As a caregiver, you’ve probably come across dozens of articles and books about how to deal with siblings. But what if you’re an only child?

When you speak with other caregivers, you might find they envy the freedom you have to make decisions about your parents’ care. After all, you don’t have to deal with lengthy negotiations or arguments with other siblings. And although you might agree that it’s nice to avoid the tension, you might look at your peers with envy. When you’re faced with making difficult decisions about your parents’ health and care, you might wish there was someone with the same (or similar) history to help you figure out what your parent might want.

Finding Support

All caregivers need a strong support network, but the good news for only children is that siblings aren’t the only source of support. In fact, you’ve probably been building your support network all your life: extended family, close friends (yours or your parents’), a spouse or partner—people you’ve relied on over the years.
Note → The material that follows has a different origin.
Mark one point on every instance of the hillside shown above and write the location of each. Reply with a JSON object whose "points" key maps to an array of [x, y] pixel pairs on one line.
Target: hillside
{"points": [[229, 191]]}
These people have different relationships with your parents, but don’t let that stop you from calling on them for the help you need. (Remember: Even siblings have different relationships with parents.)

In addition, you’ll find many professionals and volunteers you can turn to for help if friends are unavailable or family too distant.

  • When you need a break, look to respite care services.
  • When you need help finding resources or services, speak with a social worker who specializes in caregiver support.
  • When your parent’s illness is advanced or life-limiting, consider the options for end-of-life care. You and your parent will be able to take advantage of support that’s specifically designed to help you during this time.